Solution of a set of linear equations is finding a point of intersection of all planes represented by those equations. But how can we relate it to gauss elimination method ? Suppose we have equations like-
x + 3y = 4 (A)
2x - 6y = 8 (B)
We are trying ti find common value of x and y that will satisfy both equations. So we do B-2A and find the value of y. But how can we explain B-2A geometrically in context of solving these equations ?
Best Answer
In 2D, the two equations represent two intersecting lines.
We cancel the coefficient of $x$ in the second equation in a way that doesn't alter the solution. This means that we rotate the second line around the intersection so that it becomes horizontal, immediately giving $y$.
In 3D, the three equations represent three intersecting planes meeting at a point and intersecting pairwise in three lines.
We cancel the coefficient of $x$ in the second plane in a way that doesn't alter the solution, by means of the first equation. This means that we rotate the second plane around the intersection line with the first plane, so that the second becomes a profile plane (parallel to the axis $x$).
Similarly, we cancel the coefficient of $x$ in the third plane by rotating it around the intersection line with the first so that it becomes a profile plane.
Now we can ignore the $x$ coordinate and just look at the traces of these two planes in the $yz$ plane and we have turned our 3D problem to a 2D one involving two lines.
More generally, in N dimensions, we "hyper"rotate all hyperplanes but the first around their "hyper"intersection with the first so that they become parallel to $x$. Doing so, we obtain a simpler problem involving N-1 hyperplanes in N-1 dimensions. And we iterate.

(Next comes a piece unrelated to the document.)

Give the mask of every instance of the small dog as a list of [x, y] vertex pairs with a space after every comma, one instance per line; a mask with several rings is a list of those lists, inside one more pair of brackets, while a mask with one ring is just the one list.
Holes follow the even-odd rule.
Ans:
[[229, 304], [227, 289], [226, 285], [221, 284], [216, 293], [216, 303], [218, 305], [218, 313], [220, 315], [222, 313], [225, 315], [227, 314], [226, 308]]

Note about the "rotation around" operation:
Assume we have two planes $ax+by+cz=d$ and $a'x+b'y+c'z=d'$. Their intersection is described by all the points $(x,y,z)$ that verify both equations. Now if we form the linear combination $$ax+by+cz+\lambda(a'x+b'y+c'z)=(a+\lambda a')x+(b+\lambda b')y+(c+\lambda c')z=d+\lambda d',$$ we get another plane which also contains these $(x,y,z)$. Hence we have performed a rotation around the common line, and we can choose $\lambda$ in a way that cancels $a+\lambda a'$.